Miss Hokusai is anime’s Mr Turner, offering a roundabout biopic of its nation’s most recognised artists – Katsushika Hokusai, painter of “The Great Wave” – that’s more interested in emulating (or, at least, evoking) its subject’s works than telling a complete story. Director Keiichi Hara frequently pays homage to Hokusai’s paintings and drawings through a gentle tale of nothing in particular.
Yet where I found Mr Turner captivating, Miss Hokusai failed to maintain my interest. Perhaps that’s credited to the disparity between Leigh’s painterly landscapes and Hara’s less-lavish animation, or the absence of a central performance like Timothy Spall’s. I’d primarily credit it, however, to the lack of purpose behind Miss Hokusai.

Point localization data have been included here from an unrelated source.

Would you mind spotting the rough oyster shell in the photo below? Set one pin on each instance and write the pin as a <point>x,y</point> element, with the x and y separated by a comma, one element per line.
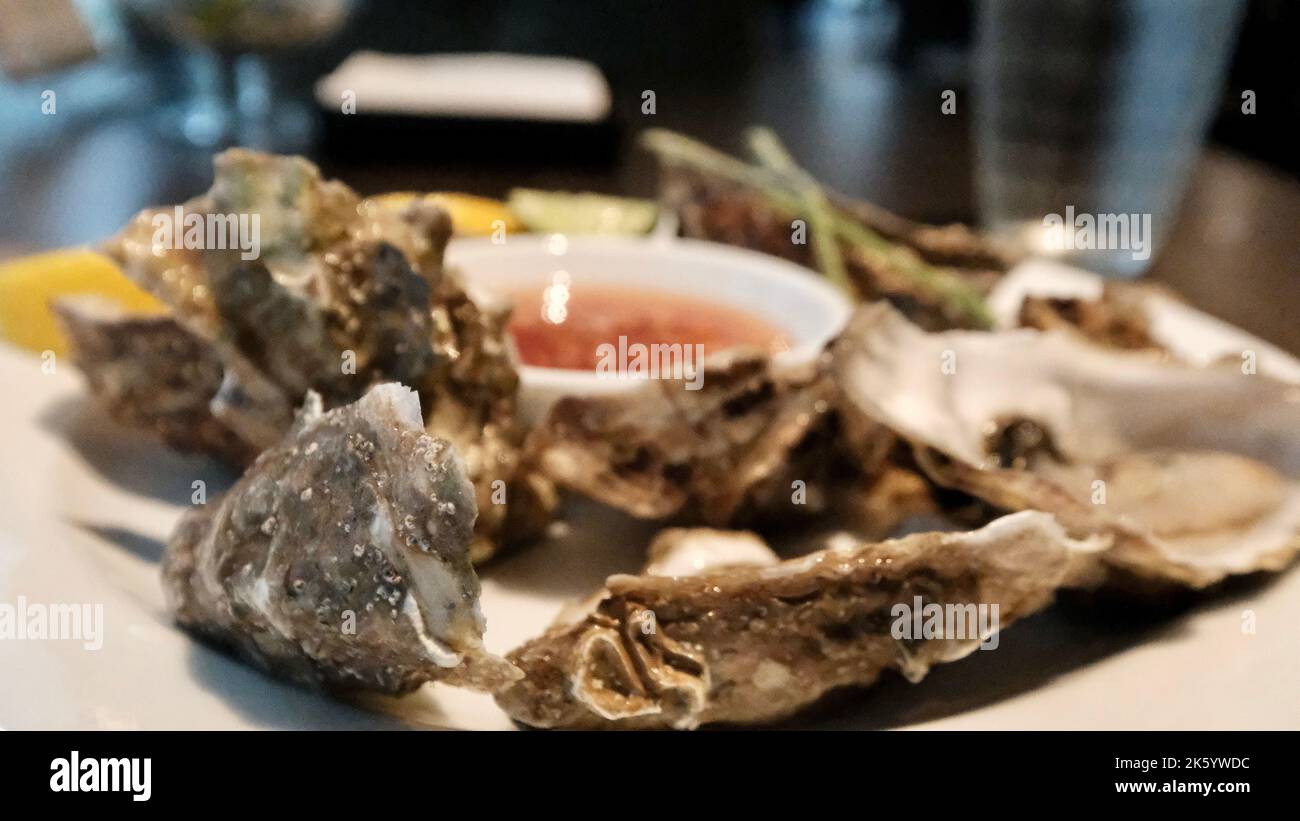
<point>752,639</point>
<point>726,452</point>
<point>341,557</point>
<point>343,294</point>
<point>1195,472</point>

The film’s central message is plucked from its dialogue: “This life is nothing special, but we’re enjoying it.” A sentiment I can appreciate, but not one that makes for compelling cinema. There are feints at the path towards modernity, but they’re never sufficiently fleshed out. It doesn’t help that despite centring its story on Hokusai’s underappreciated daughter, O-Ei, herself an artist, Miss Hokusai’s representations of gender inequality have none of the aching tragedy of Mr Turner’s coda. There’s much to like for fans of Hokusai, but I found this forgettable.